Sherlock returned with a bang, and almost immediately fell into place with John, once the stocky doctor had forgiven him, and Molly breathed easier knowing he was safe. Then Molly and Tom broke up, John got married, Sherlock shot a man, and then it happened.

Molly Hooper flashed her card at the door and it beeped. She pushed the door open and padded down the long, cold corridor to the mortuary.

It was nine o'clock and she was coming in for her shift at Bart's, although her mind was anywhere but. Sherlock was going to be flown out to the East on a mission. She worried desperately for him, he had rung her the previous night to say goodbye, and his voice had been curiously flat the entire time, so Molly knew there was more than he said. She pitied John, too. With Mary...she could sympathise.

She let herself into the mortuary and went about her routine, tying her hair back, putting on her lab coat, sanitizing her hands, before logging on to the computer to see what autopsies she had for the day.

The screen had just warmed up on to the desktop when it suddenly went ominously dark.
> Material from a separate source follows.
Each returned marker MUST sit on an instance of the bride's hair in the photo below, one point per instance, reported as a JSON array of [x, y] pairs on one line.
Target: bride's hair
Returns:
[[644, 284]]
Molly tapped a few keys and clicked the mousse, confused.

Suddenly, a familiar face popped up on the screen, and she heard, "Did you miss me? Did you miss me? Did you miss me?"

Molly screamed and fell backwards off her chair, thudding painfully against the floor. She could not tear her eyes from Jim Moriarty's grinning, _dead _face, a face that she herself had seen, covered in blood and with a clean bullet hole through his brain. She'd done the autopsy herself! God, that Irish voice!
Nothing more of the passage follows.